I am reading Lemma 8.4 of the book Functinal Analysis, Sobolev Spaces and PDEs by Haim Brezis. The lemma states:
Lemma 8.4 Let $p\in L^1(\mathbb R)$ and $v\in W^{1,p}(\mathbb R)$ with $1\leq p\leq\infty$. Then $\rho*v\in W^{1,p}(\mathbb R)$ and $(\rho*v)'=\rho*v'$ ($v'$ here is the weak derivative of $v$.)
Proof. First, suppose that $\rho$ has compact support. We already know (Theorem 4.15) that $\rho*v\in L^p(\mathbb R)$. Let $\varphi\in C_c^1(\mathbb R)$; from Proposition 4.16 and 4.20 we have $$\int(\rho*v)\varphi'=\int v(\breve\rho*\varphi)'=\int v(\breve\rho*\varphi)'=-\int v'(\breve\rho*\varphi)=-\int(\rho*v')\varphi$$...(the omitted part of the proof generalize this to the case when $\rho$ may not have compact support)

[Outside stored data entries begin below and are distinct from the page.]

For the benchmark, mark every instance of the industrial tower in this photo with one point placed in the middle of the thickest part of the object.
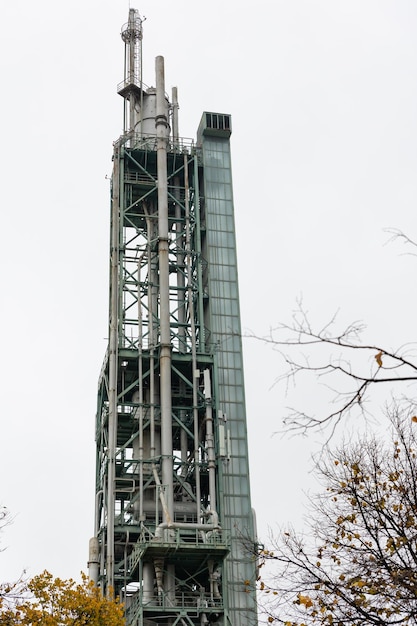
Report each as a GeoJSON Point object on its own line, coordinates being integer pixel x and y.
{"type": "Point", "coordinates": [173, 512]}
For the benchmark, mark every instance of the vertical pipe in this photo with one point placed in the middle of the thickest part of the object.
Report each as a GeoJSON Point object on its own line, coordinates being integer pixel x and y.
{"type": "Point", "coordinates": [211, 456]}
{"type": "Point", "coordinates": [113, 357]}
{"type": "Point", "coordinates": [175, 107]}
{"type": "Point", "coordinates": [161, 124]}
{"type": "Point", "coordinates": [190, 297]}
{"type": "Point", "coordinates": [140, 399]}
{"type": "Point", "coordinates": [132, 78]}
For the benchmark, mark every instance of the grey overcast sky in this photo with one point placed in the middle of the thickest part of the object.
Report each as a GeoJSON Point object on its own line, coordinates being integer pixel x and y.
{"type": "Point", "coordinates": [323, 98]}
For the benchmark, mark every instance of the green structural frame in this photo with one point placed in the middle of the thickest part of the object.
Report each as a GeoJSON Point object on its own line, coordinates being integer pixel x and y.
{"type": "Point", "coordinates": [197, 567]}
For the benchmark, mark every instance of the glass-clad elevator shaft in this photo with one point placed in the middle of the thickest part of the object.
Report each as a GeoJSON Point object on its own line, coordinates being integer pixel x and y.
{"type": "Point", "coordinates": [173, 514]}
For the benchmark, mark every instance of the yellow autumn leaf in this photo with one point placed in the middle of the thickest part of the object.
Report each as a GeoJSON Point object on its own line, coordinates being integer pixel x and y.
{"type": "Point", "coordinates": [305, 600]}
{"type": "Point", "coordinates": [378, 358]}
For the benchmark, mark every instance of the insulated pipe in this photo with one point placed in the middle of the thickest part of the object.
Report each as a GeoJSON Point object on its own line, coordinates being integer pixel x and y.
{"type": "Point", "coordinates": [93, 559]}
{"type": "Point", "coordinates": [193, 338]}
{"type": "Point", "coordinates": [140, 399]}
{"type": "Point", "coordinates": [175, 107]}
{"type": "Point", "coordinates": [211, 455]}
{"type": "Point", "coordinates": [161, 124]}
{"type": "Point", "coordinates": [113, 356]}
{"type": "Point", "coordinates": [148, 575]}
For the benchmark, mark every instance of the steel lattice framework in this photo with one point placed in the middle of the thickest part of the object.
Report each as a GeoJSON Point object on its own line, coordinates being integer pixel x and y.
{"type": "Point", "coordinates": [173, 513]}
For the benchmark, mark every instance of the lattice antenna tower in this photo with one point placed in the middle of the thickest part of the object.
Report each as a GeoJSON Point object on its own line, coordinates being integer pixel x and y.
{"type": "Point", "coordinates": [132, 35]}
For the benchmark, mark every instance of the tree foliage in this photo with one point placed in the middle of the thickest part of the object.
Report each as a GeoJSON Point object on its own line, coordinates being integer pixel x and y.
{"type": "Point", "coordinates": [358, 563]}
{"type": "Point", "coordinates": [50, 601]}
{"type": "Point", "coordinates": [337, 358]}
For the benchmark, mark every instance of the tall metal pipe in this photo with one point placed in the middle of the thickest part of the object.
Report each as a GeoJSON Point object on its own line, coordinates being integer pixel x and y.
{"type": "Point", "coordinates": [190, 297]}
{"type": "Point", "coordinates": [113, 357]}
{"type": "Point", "coordinates": [161, 125]}
{"type": "Point", "coordinates": [175, 107]}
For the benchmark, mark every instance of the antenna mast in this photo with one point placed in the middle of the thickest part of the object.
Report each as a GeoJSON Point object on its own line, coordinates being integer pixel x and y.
{"type": "Point", "coordinates": [131, 87]}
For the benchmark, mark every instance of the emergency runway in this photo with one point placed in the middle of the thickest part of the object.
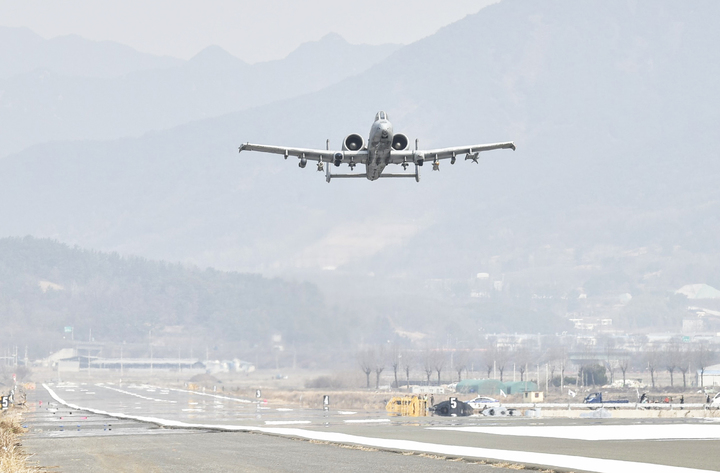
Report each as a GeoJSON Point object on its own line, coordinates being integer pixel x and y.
{"type": "Point", "coordinates": [599, 445]}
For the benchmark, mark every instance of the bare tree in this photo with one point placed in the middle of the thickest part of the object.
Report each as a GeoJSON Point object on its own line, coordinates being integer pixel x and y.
{"type": "Point", "coordinates": [439, 360]}
{"type": "Point", "coordinates": [672, 358]}
{"type": "Point", "coordinates": [610, 358]}
{"type": "Point", "coordinates": [395, 361]}
{"type": "Point", "coordinates": [379, 364]}
{"type": "Point", "coordinates": [684, 365]}
{"type": "Point", "coordinates": [366, 362]}
{"type": "Point", "coordinates": [524, 356]}
{"type": "Point", "coordinates": [408, 358]}
{"type": "Point", "coordinates": [427, 364]}
{"type": "Point", "coordinates": [461, 362]}
{"type": "Point", "coordinates": [652, 358]}
{"type": "Point", "coordinates": [624, 364]}
{"type": "Point", "coordinates": [703, 356]}
{"type": "Point", "coordinates": [502, 356]}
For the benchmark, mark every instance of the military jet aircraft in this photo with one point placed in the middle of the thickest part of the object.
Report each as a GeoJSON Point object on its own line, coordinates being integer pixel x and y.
{"type": "Point", "coordinates": [383, 147]}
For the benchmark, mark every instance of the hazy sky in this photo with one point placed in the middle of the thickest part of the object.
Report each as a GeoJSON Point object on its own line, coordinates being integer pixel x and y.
{"type": "Point", "coordinates": [253, 30]}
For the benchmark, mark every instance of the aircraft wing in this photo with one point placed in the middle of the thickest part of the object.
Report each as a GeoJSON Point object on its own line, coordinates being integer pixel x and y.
{"type": "Point", "coordinates": [326, 156]}
{"type": "Point", "coordinates": [444, 153]}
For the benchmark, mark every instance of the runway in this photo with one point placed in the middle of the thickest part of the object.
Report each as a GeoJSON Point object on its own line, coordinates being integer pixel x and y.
{"type": "Point", "coordinates": [593, 445]}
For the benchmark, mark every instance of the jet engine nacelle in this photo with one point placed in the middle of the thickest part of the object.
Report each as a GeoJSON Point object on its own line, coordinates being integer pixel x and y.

Notations and Used Theorems:
$f*g$: convolution
$C_c^1$: $C^1$-functions of compact support
$\breve\rho$: defined by $\breve\rho(x)=\rho(-x)$
$v',\varphi'$: derivative or weak derivative
Theorem 4.15: $p\geq1,\ f\in L^1,\ g\in L^p\implies f*g\in L^p$.
Proposition 4.16: $p\geq1,\ \frac{1}{p}+\frac{1}{q}=1,\ f\in L^1,\ g\in L^p,\ h\in L^q\implies\int(f*g)h=\int g(\breve f*h)$
Proposition 4.20: $f\in C_C^1,\ g\in L^p\implies f*g\in C^1$ and $(f*g)'=f'*g$
I don't see why $\rho$ needs to have compact support in the first place. All the equalities hold without this assumption:
First equality: Proposition 4.16.
Second equality: Proposition 4.20 + $\varphi$ has compact support.
Third equality: The fact that $v\in W^{1,p}$.
Fourth equality: Proposition 4.16 again
So am I missing something or has the proof done some unneeded work?